The aviation industry has withstood many challenges in recent decades arising from the pace and momentum of economic, technological, regulatory and Geo-political change. There is an even more daunting challenge: how to use big data as a customer strategy. What is clear is that the established model of customer engagement, employed for decades, is obsolete.
Many of the legacy airline models of customer loyalty are no longer valid. They were based on a combination of flag-carrier status and frequent flier program rewards. These attributes are no longer valued by large numbers of passengers. Existing frequent flier programs, which comprise the sole instrument that most airlines use to engage with customers, are stressed to the breaking point. This comes about by a combination of rising load factors and rising yields. These have the effect of placing intolerable pressures on the supply of upgrades available to qualifying frequent fliers.
Big data will play a role in devising a new customer strategy. For instance, the ratio of active to inactive members of frequent flier programs would likely show a much lower level of customer engagement. And, this despite the total numbers touted by airlines would suggest. The past tendency to spin off these programs may well provide a welcome capital injection to the airline and offer opportunities to preserve these programs. This would enable an expansion of the range of partnerships that provide customers with earn and burn opportunities. But it is difficult to locate in this strategy any means by which the airline is going to build the durable customer relationships. Such a customer strategy is what is required to survive in the emerging competitive landscape.
Our hypothesis is that the global travel sector (airlines, airports, hotels, car hire and other related travel services for the vast majority of personal payment customers to the sector) is evolving at a very fast pace towards a new business model. The evolving business model, big data as a customer strategy, will be controlled by the portals and search engines (e.g. Google, Amazon, Facebook etc. with new players yet to emerge). This will place huge pressure on the incumbents’ business models.

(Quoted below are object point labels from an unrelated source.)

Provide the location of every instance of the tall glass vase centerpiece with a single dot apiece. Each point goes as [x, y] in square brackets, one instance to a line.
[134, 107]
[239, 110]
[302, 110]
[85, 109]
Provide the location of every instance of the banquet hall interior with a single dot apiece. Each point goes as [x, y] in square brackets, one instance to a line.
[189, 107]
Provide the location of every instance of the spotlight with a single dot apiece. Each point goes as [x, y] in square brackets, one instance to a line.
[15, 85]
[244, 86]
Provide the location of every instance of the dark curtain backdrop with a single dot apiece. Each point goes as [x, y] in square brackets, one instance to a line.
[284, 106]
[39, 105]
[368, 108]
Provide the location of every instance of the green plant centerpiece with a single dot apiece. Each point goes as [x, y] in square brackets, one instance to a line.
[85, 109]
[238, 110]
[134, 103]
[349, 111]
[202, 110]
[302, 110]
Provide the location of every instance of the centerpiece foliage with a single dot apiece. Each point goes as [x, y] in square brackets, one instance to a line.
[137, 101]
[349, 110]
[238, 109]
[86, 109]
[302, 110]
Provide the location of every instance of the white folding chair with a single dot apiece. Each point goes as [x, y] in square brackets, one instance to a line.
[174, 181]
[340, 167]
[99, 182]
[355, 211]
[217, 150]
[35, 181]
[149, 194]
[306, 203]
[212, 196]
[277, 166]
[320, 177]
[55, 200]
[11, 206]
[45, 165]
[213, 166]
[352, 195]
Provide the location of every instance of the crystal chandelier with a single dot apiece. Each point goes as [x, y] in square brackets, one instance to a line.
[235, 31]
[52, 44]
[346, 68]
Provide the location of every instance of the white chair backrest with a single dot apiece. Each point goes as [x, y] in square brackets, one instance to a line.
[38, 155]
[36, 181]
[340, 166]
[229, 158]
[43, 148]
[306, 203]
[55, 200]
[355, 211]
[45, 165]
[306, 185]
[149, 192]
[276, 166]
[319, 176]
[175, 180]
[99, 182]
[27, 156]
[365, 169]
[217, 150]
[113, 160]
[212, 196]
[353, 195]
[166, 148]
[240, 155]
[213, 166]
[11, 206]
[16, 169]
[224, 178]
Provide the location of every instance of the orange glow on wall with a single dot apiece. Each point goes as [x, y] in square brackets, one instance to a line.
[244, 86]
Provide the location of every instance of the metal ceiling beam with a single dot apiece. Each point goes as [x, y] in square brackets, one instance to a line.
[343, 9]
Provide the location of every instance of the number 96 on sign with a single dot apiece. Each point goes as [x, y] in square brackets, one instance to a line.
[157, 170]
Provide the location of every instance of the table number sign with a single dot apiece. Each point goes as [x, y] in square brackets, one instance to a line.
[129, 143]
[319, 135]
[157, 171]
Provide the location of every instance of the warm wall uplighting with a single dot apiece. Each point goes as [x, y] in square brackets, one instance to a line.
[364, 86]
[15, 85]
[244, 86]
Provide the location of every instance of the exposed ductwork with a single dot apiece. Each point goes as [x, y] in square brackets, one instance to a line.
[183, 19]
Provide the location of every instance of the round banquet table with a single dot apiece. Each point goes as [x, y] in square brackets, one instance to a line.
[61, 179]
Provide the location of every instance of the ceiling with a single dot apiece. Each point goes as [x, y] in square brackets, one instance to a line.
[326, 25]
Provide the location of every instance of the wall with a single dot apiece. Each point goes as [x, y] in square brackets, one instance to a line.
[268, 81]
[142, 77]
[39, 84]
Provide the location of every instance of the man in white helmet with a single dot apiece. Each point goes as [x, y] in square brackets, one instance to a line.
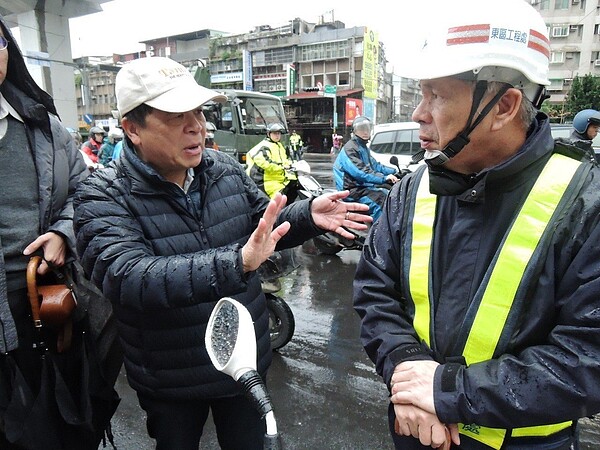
[478, 286]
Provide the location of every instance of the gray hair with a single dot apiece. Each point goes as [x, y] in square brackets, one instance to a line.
[527, 111]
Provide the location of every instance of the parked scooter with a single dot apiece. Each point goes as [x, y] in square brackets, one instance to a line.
[231, 345]
[281, 318]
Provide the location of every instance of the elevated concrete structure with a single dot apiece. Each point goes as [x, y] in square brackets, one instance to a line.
[46, 42]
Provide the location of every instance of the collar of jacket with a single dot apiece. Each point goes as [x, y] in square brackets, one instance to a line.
[33, 113]
[537, 149]
[145, 179]
[18, 75]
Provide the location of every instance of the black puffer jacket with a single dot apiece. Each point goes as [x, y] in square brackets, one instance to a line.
[164, 264]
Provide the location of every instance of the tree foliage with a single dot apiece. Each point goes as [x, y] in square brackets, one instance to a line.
[584, 94]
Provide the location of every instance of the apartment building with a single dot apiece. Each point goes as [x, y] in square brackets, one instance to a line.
[324, 73]
[574, 31]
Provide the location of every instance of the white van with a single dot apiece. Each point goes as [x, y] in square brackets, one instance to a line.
[400, 139]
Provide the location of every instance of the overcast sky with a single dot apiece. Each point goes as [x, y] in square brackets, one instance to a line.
[124, 23]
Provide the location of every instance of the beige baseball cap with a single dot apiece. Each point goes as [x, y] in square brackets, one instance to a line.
[161, 83]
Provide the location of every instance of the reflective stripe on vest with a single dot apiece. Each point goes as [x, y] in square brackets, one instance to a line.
[506, 275]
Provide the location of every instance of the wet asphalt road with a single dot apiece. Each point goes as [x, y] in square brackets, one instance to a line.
[325, 392]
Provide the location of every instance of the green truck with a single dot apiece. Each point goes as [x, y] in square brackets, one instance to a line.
[241, 121]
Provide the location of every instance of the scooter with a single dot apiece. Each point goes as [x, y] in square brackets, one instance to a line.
[308, 187]
[332, 243]
[231, 345]
[281, 318]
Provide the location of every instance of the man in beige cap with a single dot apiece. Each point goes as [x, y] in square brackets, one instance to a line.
[167, 231]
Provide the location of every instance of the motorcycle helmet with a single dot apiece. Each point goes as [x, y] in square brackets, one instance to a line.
[493, 41]
[484, 41]
[275, 127]
[362, 126]
[97, 130]
[115, 135]
[585, 118]
[210, 130]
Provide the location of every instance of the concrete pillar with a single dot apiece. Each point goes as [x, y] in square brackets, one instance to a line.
[45, 32]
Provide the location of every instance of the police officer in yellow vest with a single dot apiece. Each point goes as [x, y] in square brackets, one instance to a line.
[269, 165]
[296, 146]
[479, 286]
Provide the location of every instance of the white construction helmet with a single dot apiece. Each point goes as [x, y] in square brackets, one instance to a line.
[505, 41]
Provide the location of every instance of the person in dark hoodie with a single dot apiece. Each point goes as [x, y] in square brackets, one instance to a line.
[586, 124]
[40, 167]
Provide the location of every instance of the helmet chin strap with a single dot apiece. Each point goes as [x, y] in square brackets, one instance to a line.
[455, 146]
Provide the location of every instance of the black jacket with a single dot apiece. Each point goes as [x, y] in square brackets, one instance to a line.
[549, 373]
[58, 166]
[164, 263]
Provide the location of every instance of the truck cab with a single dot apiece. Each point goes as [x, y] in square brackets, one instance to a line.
[241, 122]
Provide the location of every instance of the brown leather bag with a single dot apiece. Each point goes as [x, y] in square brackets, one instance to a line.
[51, 305]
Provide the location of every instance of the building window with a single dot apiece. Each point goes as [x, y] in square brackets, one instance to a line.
[560, 31]
[555, 85]
[557, 57]
[561, 4]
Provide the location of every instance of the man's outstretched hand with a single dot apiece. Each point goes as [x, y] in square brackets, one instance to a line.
[263, 240]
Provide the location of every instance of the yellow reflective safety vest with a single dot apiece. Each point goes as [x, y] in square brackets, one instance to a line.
[502, 279]
[265, 166]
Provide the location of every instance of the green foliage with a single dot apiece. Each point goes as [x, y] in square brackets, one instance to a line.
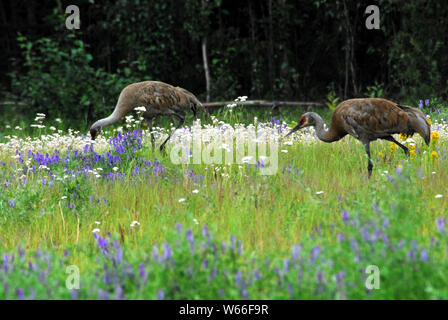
[60, 81]
[332, 100]
[375, 91]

The era and impact of ‘Big Data’ demonstrates the inexorable shift of the majority of consumers to a more personalized, location based and real time marketing ‘Customer Value Proposition’ for brand interactions. This will leave little space for organizations that are not supported by Governments, benefactors and other sources for other more political objectives.
The top end of this market will move to new super executive marketplaces such as ‘Victor’, which is re-inventing the private jet business travel market. The days of ‘principal/agent funded First and Business class travel will be more transparent, shareholder focused and accountable business environment. The justification for the special leather seating, private access lounges and international chef designed cuisines will be a hard sell. And the days of mixing these super executive travelers with the vast middle management travelers will become a rather old fashioned concept, as out of time as the age of the Ocean Liner.
The aviation industry is about to hit the iceberg of data driven and customer segmented business efficiencies that will sink it like the Titanic.